The air assets, such as the helicopter gunships and attack helicopters, will provide the two divisions capabilities to carry out manoeuvres for countering the terrain impediments. According to an officer, the gunships and attack choppers were necessary for providing the two formations firepower in a mountain terrain, as the army would not be in a position to deploy tanks and armoured vehicles.

Notwithstanding the proposed force enhancement in the North-East, the intrusions have continued unabated.
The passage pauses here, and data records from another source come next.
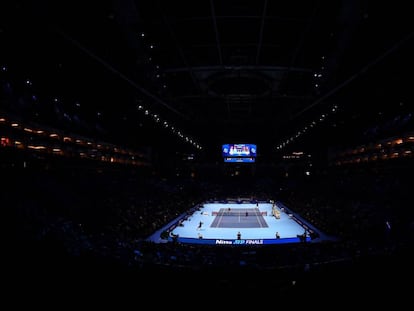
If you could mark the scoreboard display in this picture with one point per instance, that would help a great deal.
(239, 150)
(239, 153)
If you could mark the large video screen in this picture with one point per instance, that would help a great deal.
(239, 150)
(239, 160)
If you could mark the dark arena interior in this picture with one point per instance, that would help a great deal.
(119, 116)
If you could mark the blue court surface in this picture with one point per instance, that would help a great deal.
(240, 223)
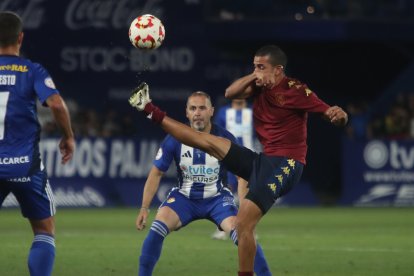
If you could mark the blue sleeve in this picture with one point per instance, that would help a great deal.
(43, 83)
(165, 154)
The 64 intrusions in 2012 apart from being disturbing, clearly indicates the true nature of Chinese intent and policy towards India in general and the boundary dispute in particular. 

It is suggested that India adopts the following measures to enable it manage the border with China in an effective manner as well as to settle the boundary dispute satisfactorily without succumbing to Chinese pressure tactics-

·     India needs to send out an unequivocal message across to China that Arunachal Pradesh is part of India’s core interests and incursions (or intrusions or transgressions, irrespective of the nomenclature used) must cease.
·     Improve infrastructure in the North-East (build all-weather roads and extend railway network in remote areas of the region)
·     India needs to expeditiously operationalise the two newly-raised mountain divisions as well as raise the new mountain strike corps in a compressed time frame. (The mountain strike corps is slated to be raised under the 12th Defence Plan 2012-2017).
·     The Indian Air Force must operationalise the new airbases in the North-East in order to enable rapid deployment of air assets in case any conflict. (The former chief of the IAF had stated in June 2011 that Jorhat, Guwahati, Mohanbari, Bagdogra and Hashimara were being developed as air bases. It must be pointed out that IAF has already based Sukhoi-30MKI fighters at airbases like Tezpur and Chabua. Eastern sector ALGs (advanced landing grounds) like Pasighat, Mechuka, Walong, Tuting, Ziro and Vijaynagar as well as several helipads in Arunachal Pradesh are also now being upgraded, much like western sector ALGs like Daulat Beg Oldi, Fukche and Nyama in eastern Ladakh).
·     Operationalise and deploy the new nuclear capable Agni – V. (This will effectively counter the DF-21 deployed in Delingha in Tibet)
·     India must strengthen its military ties with Vietnam and South-East Asian states like Singapore and increase its naval presence in the South China Sea. 

In conclusion, the Ministry of Defence and Home Affairs ought to concentrate on formulating policies to counter China effectively and strengthen nation’s defences against Chinese incursions rather than keep count of the incursions like a statistician. The whole objective behind the qualitative and quantitative increase in force levels is not only to counter any possible Chinese adventure but also to enable India to negotiate settlement of the border issue from a position of strength rather than from a position of weakness.